Your momma still loves your #SciFund Project

Your momma still loves your #SciFund Project

Note: You have only a scant few days to sign up for #SciFund Round 2!!! Do it now if you’re interested!

So, something was still bothering me after my epic social network and science crowdfunding analysis. It’s the Facebook like thing. My initial choice of using it seemed to make sense. But the more I thought about it, the more I wondered what Facebook Likes really mean. Are they a reflection of your personal network? Your ability to reach-out? What?

I don’t think it is a clear signal of your personal network. And yet, everyone in #SciFund talked about tapping their own personal network. Family and friends were often great sports, helping out with the early phases of people’s funding.

And yet…there’s this. If you run an analysis looking, at, say, pre-goal pageviews, the signal of number of Facebook friends appears absent.

Analysis of Deviance Table (Type II tests)

Response: preGoalPageviews
                 LR Chisq Df Pr(>Chisq)
TwitterFollowers   13.158  1  0.0002864 ***
FacebookFriends     3.181  1  0.0744827 .
Facebook.likes     74.071  1  < 2.2e-16 ***
Signif. codes:  0 ‘***’ 0.001 ‘**’ 0.01 ‘*’ 0.05 ‘.’ 0.1 ‘ ’ 1

But then it struck my indirect-effect-loving mind, maybe your personal network doesn’t lead to pageviews. It’s smaller. Maybe it just mainlines directly into contributions!

So I did a test to look at how these different measures of social media affect number of contributors. I used the same generalized linear model as before looking at pre- and post- goal pageviews influencing number of contributors. But, this time I added Twitter followers, Facebook likes, and, most importantly, Facebook Friends. And, *boom*. There’s the signal from yo momma’.

Analysis of Deviance Table (Type II tests)

Response: Contributors
                  LR Chisq Df Pr(>Chisq)
TwitterFollowers     0.062  1   0.804128
FacebookFriends      8.752  1   0.003092 **
Facebook.likes       0.058  1   0.808924
preGoalPageviews     7.189  1   0.007334 **
postGoalPageviews  112.753  1  < 2.2e-16 ***
Signif. codes:  0 ‘***’ 0.001 ‘**’ 0.01 ‘*’ 0.05 ‘.’ 0.1 ‘ ’ 1

Note that these other measures of ‘fanbase’ don’t affect contributors directly. It’s all indirect via pageviews. The relationship that I pulled from the coefficients is that 50 Facebook Friends = 1 Contributor. Pre-Goal pageviews stayed about the same at 0.078 contributors per view while Post-Goal views were still at 0.051 contributors per view.

So what it looks like is that my previous story – that a fanbase built by a blog leading to more Twitter followers and Likes leads to more pageviews, hence more contributors, and finally money for research is only PART right.

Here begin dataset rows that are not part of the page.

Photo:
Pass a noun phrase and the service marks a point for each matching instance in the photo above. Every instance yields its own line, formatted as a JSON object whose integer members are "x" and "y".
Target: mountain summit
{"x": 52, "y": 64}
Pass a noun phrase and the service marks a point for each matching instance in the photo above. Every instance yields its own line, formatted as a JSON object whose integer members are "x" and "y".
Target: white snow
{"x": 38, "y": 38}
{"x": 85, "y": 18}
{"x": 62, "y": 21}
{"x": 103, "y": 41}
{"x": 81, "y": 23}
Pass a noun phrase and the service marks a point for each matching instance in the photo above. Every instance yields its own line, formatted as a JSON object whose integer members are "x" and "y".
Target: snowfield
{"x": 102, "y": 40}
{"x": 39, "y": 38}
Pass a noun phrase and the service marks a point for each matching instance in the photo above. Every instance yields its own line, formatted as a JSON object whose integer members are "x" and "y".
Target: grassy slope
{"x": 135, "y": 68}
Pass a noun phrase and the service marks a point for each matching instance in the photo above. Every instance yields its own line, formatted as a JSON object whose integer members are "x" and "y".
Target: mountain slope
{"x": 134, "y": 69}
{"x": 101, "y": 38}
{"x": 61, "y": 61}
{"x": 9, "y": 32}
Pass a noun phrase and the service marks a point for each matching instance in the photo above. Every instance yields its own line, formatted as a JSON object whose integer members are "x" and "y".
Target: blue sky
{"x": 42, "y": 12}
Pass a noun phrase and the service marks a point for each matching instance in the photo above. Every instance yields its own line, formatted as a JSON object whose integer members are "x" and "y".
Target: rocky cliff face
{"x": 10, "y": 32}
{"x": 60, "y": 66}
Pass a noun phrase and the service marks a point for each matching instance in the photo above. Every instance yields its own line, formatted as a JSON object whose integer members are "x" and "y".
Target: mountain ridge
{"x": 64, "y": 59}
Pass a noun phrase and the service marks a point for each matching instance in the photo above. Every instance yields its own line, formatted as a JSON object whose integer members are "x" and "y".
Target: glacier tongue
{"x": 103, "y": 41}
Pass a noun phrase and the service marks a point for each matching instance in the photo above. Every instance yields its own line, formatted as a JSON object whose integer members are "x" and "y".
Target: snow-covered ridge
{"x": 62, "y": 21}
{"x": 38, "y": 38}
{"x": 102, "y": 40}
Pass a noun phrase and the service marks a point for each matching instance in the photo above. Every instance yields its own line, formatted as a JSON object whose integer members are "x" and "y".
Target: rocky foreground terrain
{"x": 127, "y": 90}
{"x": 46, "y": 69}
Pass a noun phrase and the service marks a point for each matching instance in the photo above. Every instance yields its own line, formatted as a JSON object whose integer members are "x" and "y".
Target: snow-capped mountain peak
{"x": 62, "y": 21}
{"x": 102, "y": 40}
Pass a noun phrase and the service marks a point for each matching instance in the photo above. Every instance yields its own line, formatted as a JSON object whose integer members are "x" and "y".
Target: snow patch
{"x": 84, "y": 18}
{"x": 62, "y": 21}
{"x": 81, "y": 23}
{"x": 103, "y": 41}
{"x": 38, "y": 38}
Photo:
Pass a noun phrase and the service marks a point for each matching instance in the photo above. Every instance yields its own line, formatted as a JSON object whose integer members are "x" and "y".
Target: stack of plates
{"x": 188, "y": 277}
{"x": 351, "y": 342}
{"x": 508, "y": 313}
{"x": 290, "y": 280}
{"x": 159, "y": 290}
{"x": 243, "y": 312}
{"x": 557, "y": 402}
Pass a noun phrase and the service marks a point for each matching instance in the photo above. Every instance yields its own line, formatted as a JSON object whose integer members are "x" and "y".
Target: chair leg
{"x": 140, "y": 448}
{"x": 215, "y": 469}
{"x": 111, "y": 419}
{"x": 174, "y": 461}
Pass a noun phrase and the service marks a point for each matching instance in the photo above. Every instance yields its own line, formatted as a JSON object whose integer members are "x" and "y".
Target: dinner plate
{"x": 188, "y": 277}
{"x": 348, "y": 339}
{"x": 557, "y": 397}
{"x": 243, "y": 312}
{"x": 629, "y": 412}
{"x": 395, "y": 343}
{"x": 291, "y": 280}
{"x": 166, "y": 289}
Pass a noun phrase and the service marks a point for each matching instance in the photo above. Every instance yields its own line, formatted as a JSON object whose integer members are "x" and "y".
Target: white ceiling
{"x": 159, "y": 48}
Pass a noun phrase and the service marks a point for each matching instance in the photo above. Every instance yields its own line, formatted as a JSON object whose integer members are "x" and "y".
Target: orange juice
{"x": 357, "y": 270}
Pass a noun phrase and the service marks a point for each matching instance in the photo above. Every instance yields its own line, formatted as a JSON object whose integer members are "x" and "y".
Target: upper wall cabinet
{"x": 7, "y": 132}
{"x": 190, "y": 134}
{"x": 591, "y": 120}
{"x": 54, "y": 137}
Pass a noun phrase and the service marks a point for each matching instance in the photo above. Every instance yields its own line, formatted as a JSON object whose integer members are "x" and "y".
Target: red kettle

Friends & Family matter. They have a direct connection to contributions, bypassing the whole social-networky-fanbasey stuff. We can see that here:

Note that to have a high number of contributors a project needed to have either a) a lot of pre-goal views, b) a high number of post-goal views (more red), c) a large number of friends (larger point size), or some combination of all three. Note that I’ve split things into projects that have and havenot achieved their goal for ease of visualization.

So I decided to do something unwise to put this all together. I ran an SEM. Granted, for all of these variables (and Age, as I’m still interested in Age!) we want a minimum sample size of ~150. And we only have 49. Or, really, 28 if you scrub out folk that did not answer our Facebook or Twitter questions. I decided since this analysis was going to be seat-of-the-pants and exclude a valuable outlier (the high pageview outlier always causes the SEM likelihood algorithms to bork out on my), I’d assume not answering was the same as an answer of 0. This bumped my sample size up to 43. Um. Sure. Why not. Just for the fun of it.

I ran a model in which all of these fanbase metrics v. the personal metrics have both direct and indirect effects on contributors and a second nested model where personal metrics affect things solely through contributors whereas measures of public engagement affect things solely through pageviews. This second model fit just as well as the more saturated model (Chisq Difference = 12.909, DF=10, p=0.2288). This new model also fits the data adequately in general (Chisq = 23.267, DF=19, p=0.226).

So what’s it look like?

There’s a lot going on. The salient points are

1) Yup, Facebook Friends have a direct effect by upping your total number of contributors.
2) Twitter Followers and Facebook likes both up number of contributors indirectly, via increasing pageviews.
3) Old folk have fewer friends on Facebook.
4) We’re doing a horrible job or predicting Facebook Likes. Clearly, there’s a bigger story here that is important to understand given how much it impacts pageviews.
5) Post-Goal pageviews are still “worth” more. But, again, very few of these are above 0. I need to do some ZINB or ZIQP stuff here.

So there you have it. Both your ‘fanbase’ and friends are important for crowdfunding your hot science.

Do don’t worry, your momma loves you! And your research!